I am glad to return to recording ideas here and in some ways feel compelled to do so because dialectical discourse is being severely curtailed in many of the places where it is supposed to flourish, like within the SDA. In the international internet sewing community. I think apart from entertaining myself and writing as an act to clarify my thoughts, I might even have some interesting views to share. It can be done here without the reactionary Social Justice warriors shutting me down.

in my garden, "FLOW" carved into a sandstone block

Starting today, I'm going to write a little series reflecting on how I think the digital age is adversely affecting creative minds and how I believe there is an inherent incompatibility to successfully integrate technology into artistic ontology...or at least, how attempts to graft the frankensteinian organs are disrupting and significantly harming how creative minds work 

(hint...look this up: Flow)

There is absolutely an incompatibility in being an advocate of Critical Social Justice and being a free thinking critical practitioner of visual art. Any ideology that starts placing limits on what can be said and made is a dangerous, creativity stunting dogma.

                                                 passionfruit flowers growing on deck

FLOW, part one

I'm immensely curious how social media is affecting humans in modernity. I think as a 63 years old woman artist there are some insights, opinions and experiences I have which are unique and going to be valuable in the future. 

I've lived in the crossover eras of three enormously significant social changes putting me in a small group with contemporaries that have knowledge and experience of what our little bit of the world was like before, during and after those changes. By 2040 women like us will be gone so I feel its important to make a record of how I've experienced these changes.

 The social changes I refer to are:

 #1/ the rise and success of 2nd wave feminism, meaning I grew up not expecting to live my life in marriage/family/domesticity but that I would have a job and monetary income that was my own, 

#2/ women were not taken seriously as artists, even more so in non traditional media that wasn't paint, and it was exceedingly rare to be recognised or be a professional woman artist. 

#3/ the world before screens.(what to call this world? I intend to refer to it as "Pre-Tube", meaning before the invention and desemination of the cathode ray screen (television)). By the middle of this century there won't be a human being who hasn't stared at a glass screen that has text and coloured pictures on it. Just as the printing press was a momentous technology that changed how humans lived and stored knowledge the advent of the computer age will impact the direction human of civilisation into the forseeable future. What a strange creature I must seem to young people that I was 10 when I saw my first televison. My parents owned one in July 1969 because my Mum got my sister and I out of bed around 11pm to watch men walking on the surface of the Moon.

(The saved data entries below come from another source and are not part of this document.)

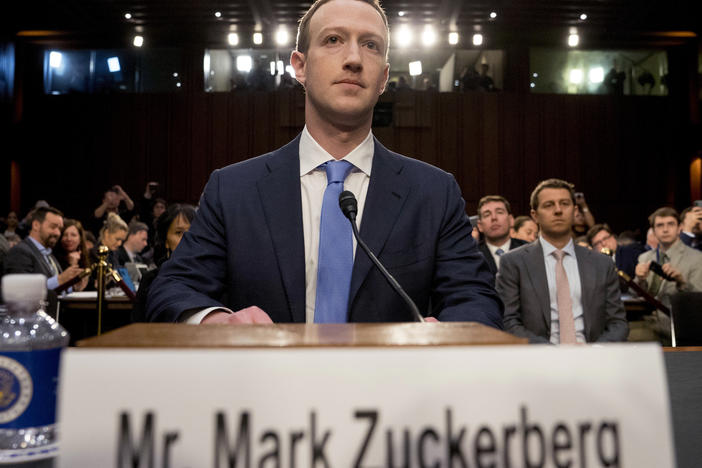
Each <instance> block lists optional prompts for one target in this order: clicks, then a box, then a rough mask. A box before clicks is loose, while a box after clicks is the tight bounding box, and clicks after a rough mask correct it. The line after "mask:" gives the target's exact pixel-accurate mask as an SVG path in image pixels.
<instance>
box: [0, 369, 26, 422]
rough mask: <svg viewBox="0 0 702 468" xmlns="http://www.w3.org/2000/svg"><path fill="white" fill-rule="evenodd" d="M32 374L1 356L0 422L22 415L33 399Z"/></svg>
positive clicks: (8, 419) (12, 420) (0, 378)
mask: <svg viewBox="0 0 702 468" xmlns="http://www.w3.org/2000/svg"><path fill="white" fill-rule="evenodd" d="M33 391H34V388H33V386H32V376H30V375H29V372H27V369H26V368H25V367H24V366H23V365H22V364H20V363H19V362H17V361H15V360H14V359H12V358H9V357H7V356H0V424H4V423H7V422H10V421H13V420H15V419H17V418H18V417H20V416H21V415H22V413H24V410H26V409H27V407H28V406H29V402H30V401H32V393H33Z"/></svg>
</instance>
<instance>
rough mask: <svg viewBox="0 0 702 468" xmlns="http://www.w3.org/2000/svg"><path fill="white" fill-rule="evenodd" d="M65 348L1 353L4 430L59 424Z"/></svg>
mask: <svg viewBox="0 0 702 468" xmlns="http://www.w3.org/2000/svg"><path fill="white" fill-rule="evenodd" d="M62 349H63V348H52V349H41V350H34V351H18V352H6V351H2V352H0V429H22V428H26V427H37V426H48V425H50V424H54V423H56V392H57V387H58V370H59V363H60V359H61V351H62Z"/></svg>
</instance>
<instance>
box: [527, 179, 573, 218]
mask: <svg viewBox="0 0 702 468" xmlns="http://www.w3.org/2000/svg"><path fill="white" fill-rule="evenodd" d="M546 188H563V189H566V190H568V192H569V193H570V199H571V200H572V201H573V205H575V190H574V186H573V184H571V183H570V182H566V181H565V180H561V179H546V180H542V181H541V182H539V184H538V185H537V186H536V188H535V189H534V191H533V192H531V199H530V202H529V204H530V205H531V209H532V210H534V211H536V209H537V208H538V207H539V194H540V193H541V191H542V190H543V189H546Z"/></svg>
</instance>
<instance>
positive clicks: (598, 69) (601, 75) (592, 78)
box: [587, 67, 604, 83]
mask: <svg viewBox="0 0 702 468" xmlns="http://www.w3.org/2000/svg"><path fill="white" fill-rule="evenodd" d="M587 76H588V78H589V79H590V83H602V82H603V81H604V68H602V67H595V68H591V69H590V71H589V72H588V74H587Z"/></svg>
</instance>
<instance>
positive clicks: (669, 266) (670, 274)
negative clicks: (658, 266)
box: [663, 263, 685, 287]
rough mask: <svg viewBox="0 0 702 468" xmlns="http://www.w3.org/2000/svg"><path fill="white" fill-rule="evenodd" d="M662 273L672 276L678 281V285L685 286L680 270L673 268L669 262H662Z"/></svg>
mask: <svg viewBox="0 0 702 468" xmlns="http://www.w3.org/2000/svg"><path fill="white" fill-rule="evenodd" d="M663 273H665V274H666V275H668V276H670V277H671V278H673V279H674V280H675V282H676V283H678V287H683V286H685V277H684V276H683V274H682V273H681V272H680V270H678V269H676V268H674V267H673V265H671V264H670V263H665V264H663Z"/></svg>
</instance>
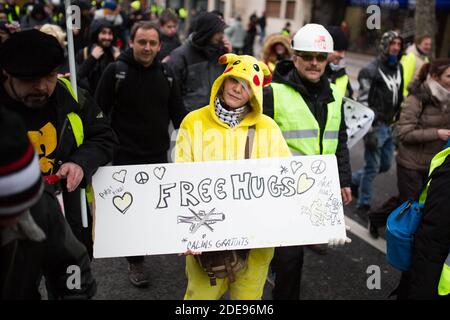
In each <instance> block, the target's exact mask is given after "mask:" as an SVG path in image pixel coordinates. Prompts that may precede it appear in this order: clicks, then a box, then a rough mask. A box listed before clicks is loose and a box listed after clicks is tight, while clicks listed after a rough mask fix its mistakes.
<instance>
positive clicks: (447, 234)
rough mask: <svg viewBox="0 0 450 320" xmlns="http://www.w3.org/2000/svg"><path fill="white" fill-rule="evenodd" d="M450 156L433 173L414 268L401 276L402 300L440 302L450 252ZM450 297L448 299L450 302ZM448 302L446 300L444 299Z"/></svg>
mask: <svg viewBox="0 0 450 320" xmlns="http://www.w3.org/2000/svg"><path fill="white" fill-rule="evenodd" d="M448 190H450V156H448V157H447V159H446V160H445V161H444V163H443V164H442V165H441V166H440V167H439V168H437V169H436V173H433V176H432V179H431V184H430V187H429V189H428V193H427V200H426V202H425V207H424V211H423V220H422V222H421V224H420V225H419V228H418V229H417V232H416V234H415V237H414V246H413V254H412V262H411V268H410V270H409V271H408V272H404V273H403V274H402V279H401V282H400V287H399V288H398V291H399V292H398V294H399V296H398V297H399V298H400V299H405V298H406V299H438V298H443V297H442V296H439V295H438V294H437V288H438V284H439V279H440V276H441V272H442V267H443V265H444V262H445V258H446V257H447V255H448V253H449V252H450V214H449V213H450V211H449V208H450V197H449V196H448ZM449 298H450V296H446V299H449ZM444 299H445V298H444Z"/></svg>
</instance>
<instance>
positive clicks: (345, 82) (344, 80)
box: [335, 74, 348, 97]
mask: <svg viewBox="0 0 450 320" xmlns="http://www.w3.org/2000/svg"><path fill="white" fill-rule="evenodd" d="M335 85H336V89H337V90H338V91H339V93H340V94H341V96H343V97H345V94H346V93H347V86H348V75H346V74H344V75H343V76H341V77H339V78H337V79H336V83H335Z"/></svg>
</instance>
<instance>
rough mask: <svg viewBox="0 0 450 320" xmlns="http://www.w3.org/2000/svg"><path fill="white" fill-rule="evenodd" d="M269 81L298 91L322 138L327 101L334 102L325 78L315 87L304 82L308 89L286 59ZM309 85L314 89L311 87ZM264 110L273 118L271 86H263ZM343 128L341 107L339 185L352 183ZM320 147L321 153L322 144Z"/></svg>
mask: <svg viewBox="0 0 450 320" xmlns="http://www.w3.org/2000/svg"><path fill="white" fill-rule="evenodd" d="M272 81H273V82H276V83H282V84H286V85H288V86H290V87H292V88H294V89H295V90H297V91H298V92H299V93H300V95H301V96H302V97H303V99H304V100H305V102H306V104H307V105H308V107H309V109H310V110H311V113H312V114H313V115H314V117H315V118H316V120H317V122H318V124H319V127H320V135H321V137H323V134H324V131H325V125H326V121H327V110H328V109H327V104H328V103H330V102H332V101H334V97H333V93H332V91H331V88H330V84H329V82H328V80H327V79H326V77H322V78H321V80H320V83H319V84H318V85H317V86H311V85H310V84H306V85H307V86H308V88H310V89H307V87H306V86H305V81H304V80H302V79H301V78H300V76H299V75H298V72H297V70H296V69H295V66H294V63H293V62H292V61H289V60H284V61H281V62H279V63H278V64H277V66H276V68H275V70H274V74H273V80H272ZM311 88H315V89H313V90H311ZM312 91H315V92H312ZM263 112H264V114H266V115H268V116H269V117H271V118H274V101H273V90H272V87H271V86H268V87H265V88H264V100H263ZM346 128H347V127H346V125H345V118H344V110H343V108H342V110H341V126H340V128H339V143H338V146H337V149H336V158H337V162H338V168H339V180H340V184H341V188H344V187H349V186H350V183H351V167H350V159H349V152H348V148H347V131H346ZM320 148H321V153H322V145H321V146H320Z"/></svg>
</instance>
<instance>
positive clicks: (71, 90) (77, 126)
mask: <svg viewBox="0 0 450 320" xmlns="http://www.w3.org/2000/svg"><path fill="white" fill-rule="evenodd" d="M59 81H61V83H62V84H64V86H65V87H66V88H67V90H69V92H70V94H71V95H72V97H73V98H74V99H75V101H76V102H77V103H78V99H77V97H76V95H75V92H74V91H73V89H72V85H71V84H70V81H69V80H67V79H65V78H59ZM67 118H68V119H69V122H70V125H71V127H72V132H73V136H74V137H75V141H76V143H77V147H79V146H81V145H82V144H83V141H84V130H83V121H82V120H81V118H80V116H79V115H78V114H76V113H75V112H71V113H69V114H67Z"/></svg>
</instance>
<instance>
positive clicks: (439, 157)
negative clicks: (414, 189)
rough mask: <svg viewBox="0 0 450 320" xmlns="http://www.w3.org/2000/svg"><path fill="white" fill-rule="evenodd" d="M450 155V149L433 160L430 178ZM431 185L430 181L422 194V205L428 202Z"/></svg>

From 1969 until the late 1990s looking at screens with text and pictures didn't take up much time in my life. It was still only television, the box on legs that cost a lot of money and sat in the lounge room with all the chairs faced toward it. Then the dream of an American boy called Bill Gates that everybody should have a PC started getting actualised everywhere. I bought my teen son an Atari and a Commodore 64 because he would be left behind in the future if he didn't know how to use the technology.